Re-purposing a Discourse installation for a yearly event

It’s time to update this topic! I just finished the process of archiving all topics. I went with this suggestion:

Of course, the devil lies in the details, so here are all the details, for anyone interested. Note that I’m not claiming this is the perfect way to do it (I know it’s not), I just want to document this as a starting point for others. Prepare for a wild ride :wink:


Locking out all users

The first step is to prevent all those pesky users from getting in again. I did this by configuring my SSO provider to only allow system admins to log in. How to do this depends on the SSO provider. Either way, it’s good to leave yourself a way to log in :wink:

Deactivated users also cannot reply by mail :thumbsup:

The next step is to disable and lock out all users. Unfortunately, admins and moderators cannot be disabled (Why?), so this also means revoking all access right. Oh, and revoking nonexistent access rights fails with a 403 error (Why?), so this should be fault-tolerant.

Of course, doing this for hundreds of users isn’t fun, so let’s talk to the API via some JavaScript:

var request = require('request');
var q = require('q');
var _ = require('lodash');

var processRequest = function (requestData, allowForbidden) {
    var deferred = q.defer();

    var req = request(requestData.request, function (error, response, body) {
        if (error) {
            console.log("Got error: " + error.message);
            deferred.reject(error.message);
        } else {
            var status = response.statusCode;

            if (status === 200 || (status === 403 && allowForbidden)) {
                deferred.resolve(body);
                process.stdout.write(".");
            } else if (status === 429 || status === 502) {
                // rate limited
                deferred.resolve(q.delay(Math.random() * 10000).then(() => {
                    return processRequest(requestData, allowForbidden);
                }));
            } else {
                console.log(`Got error ${response.statusCode} from server when requesting ${requestData.request.uri}: ${body}`);
                deferred.reject(response.statusCode);
            }
        }
    });

    return deferred.promise;
};

var buildRequestBuilder = function (domain, apiKey) {
    return (method, fragment, headers, body) => ({
        request: {
            port: 443,
            uri: `https://${domain}/${fragment}?api_key=${apiKey}&api_username=system`,
            method,
            headers: headers || {},
            body: body
        }
    });
};

var requestBuilder = buildRequestBuilder('example.com', '■■■■■■■■■■■■■■■■■■■■■■■■■■■■■■■■■■■■■■■■■■■■■■■■■■■■■■');

var logOutUser = function (id) {
    return processRequest(requestBuilder('POST', `admin/users/${id}/log_out`));
};

var deactivateUser = function (id) {
    if (id < 0) return; // don't mess with system

    return logOutUser(id).then(() => {
        processRequest(requestBuilder('PUT', `admin/users/${id}/revoke_admin`), true).then(() => {
            processRequest(requestBuilder('PUT', `admin/users/${id}/revoke_moderation`), true).then(() => {
                processRequest(requestBuilder('PUT', `admin/users/${id}/deactivate`));
            });
        });
    });
};

This code includes a retry if a request is rejected by rate limiting.

Now, we have a function the can log out, revoke admin, revoke moderation and disable a user, given the user id.

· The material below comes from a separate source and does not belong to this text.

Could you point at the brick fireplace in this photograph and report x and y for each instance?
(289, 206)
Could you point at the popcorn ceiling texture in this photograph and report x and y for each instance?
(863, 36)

Where do we get the IDs? That’s a case for the Data Explorer:

SELECT id
FROM users

The results can be downloaded as JSON (did I say that I :heart: the Data Explorer plugin?), which I just bind to a variable named input. Now, we can work with that:

_.each(input.rows, (row) => {
    var userId = row[0];
    deactivateUser(userId);
});

The result is a program that writes a lot of dots to the console, and logs out and disables all users. Hooray! Oh, it also logs out you. Did I say you should keep a way for you to log in? :wink:

Preparing the archive

Create one category for the archive. Allow no-one to write to it, and only your staff to read it. If you want different permissions for some topics, use sub-categories. Also, enable tagging if it hasn’t been enabled yet. You’ll probably want to lock it down so no-one can apply the tags you want to use for archiving. Easy-peasy!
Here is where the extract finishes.